SpaCy’s initial release was in February 2015, making it one of the more recent open-source frameworks for Python Natural Language Processing applications. Compared to NLTK, which was created in 2001, SpaCy creators had enough time to learn NLTK and see where it’s lacking. One of the most recognizable improvements in comparison to NTLK includes performance enhancements, since SpaCy uses some of the latest and best algorithms. 

In addition, SpaCy is very well documented and has been designed to support large volumes of data. It also consists of a flurry of pretrained Natural Language Processing models, which makes learning, teaching, and doing Natural Language Processing with SpaCy more accessible. 

Note: If you wish to apply Deep Learning algorithms to your unstructured data, SpaCy is probably the library to work with – the same goes for extraction tasks. 

Below is an example of SpaCy’s capabilities from the SpaCy documentation.

import spacy

# Load English tokenizer, tagger, parser and NER
nlp = spacy.load("en_core_web_sm")

# Process whole documents
text = ("When Sebastian Thrun started working on self-driving cars at Google in 2007, few people outside of the company took him seriously.
I can tell you very senior CEOs of major American car companies would
shake my hand and turn away because 'I wasn't worth talking to',
said Thrun, in an interview with Recode earlier this week.")
doc = nlp(text)

# Analyze syntax
print("Noun phrases:", [chunk.text for chunk in doc.noun_chunks])
print("Verbs:", [token.lemma_ for token in doc if token.pos_ == "VERB"])

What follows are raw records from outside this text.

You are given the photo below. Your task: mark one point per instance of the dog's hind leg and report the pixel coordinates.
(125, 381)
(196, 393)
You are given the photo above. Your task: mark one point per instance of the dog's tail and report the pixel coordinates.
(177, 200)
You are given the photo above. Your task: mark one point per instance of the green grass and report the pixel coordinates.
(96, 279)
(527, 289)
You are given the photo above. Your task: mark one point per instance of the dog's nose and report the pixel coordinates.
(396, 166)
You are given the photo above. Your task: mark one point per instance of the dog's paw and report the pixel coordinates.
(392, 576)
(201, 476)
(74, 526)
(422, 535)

# Find named entities, phrases and concepts
for entity in doc.ents:
    print(entity.text, entity.label_)

>>>> Noun phrases: ['Sebastian Thrun', 'self-driving cars', 'Google', 'few people', 'the company', 'him', 'I', 'you', 'very senior CEOs', 'major American car companies', 'my hand', 'I', 'Thrun', 'an interview', 'Recode']
Verbs: ['start', 'work', 'drive', 'take', 'can', 'tell', 'would', 'shake', 'turn', 'talk', 'say']
Sebastian NORP
Google ORG
2007 DATE
American NORP
Recode ORG
earlier this week DATE

Stanford CoreNLP

NLP tools - Stanford CoreNLP

CoreNLP is an extremely popular library for Natural Language Processing tasks, built by the Stanford NLP community – they also actively maintain the framework. On the contrary to NLTK and SpaCy, which were written in either Python or Cython respectively, CoreNLP is in Java – meaning that your computer will need to have JDK (but it does have APIs for most programming languages). 

On the CoreNLP homepage, the developers describe CoreNLP as “your one stop shop for natural language processing in Java! CoreNLP enables users to derive linguistic annotations for text, including token and sentence boundaries, parts of speech, named entities, numeric and time values, dependency and constituency parser, coreference, sentiment, quote attributions, and relations. CoreNLP currently supports 6 languages: Arabic, Chinese, English, French, German, and Spanish.

One of the main advantages of CoreNLP is that it’s very scalable, which makes it a go-to choice for complex tasks. Another factor is that it was built with speed in mind – it’s been optimized to be extremely fast. 

Gensim

Gensim is a specialized open-source Python framework that, used to represent documents as semantic vectors in the most efficient and painless ways possible. The authors designed Gensim to process raw, unstructured plain text using a variety of Machine Learning algorithms – so using Gensim to approach tasks like Topic Modelling is a good idea. Plus, Gensim does a good job at identifying similarities in text, indexing text, and navigating different documents. 

In the documentation, the authors explicitly state that Gensim was built from scratch for 3 reasons: 

  • Practicality – as industry experts, we focus on proven, battle-hardened algorithms to solve real industry problems. More focus on engineering, less on academia.
  • Memory independence – there’s no need for the whole training corpus to reside fully in RAM at any one time. It can process large, web-scale corpora using data streaming.
  • Performance – highly optimized implementations of popular vector space algorithms using C, BLAS and memory-mapping.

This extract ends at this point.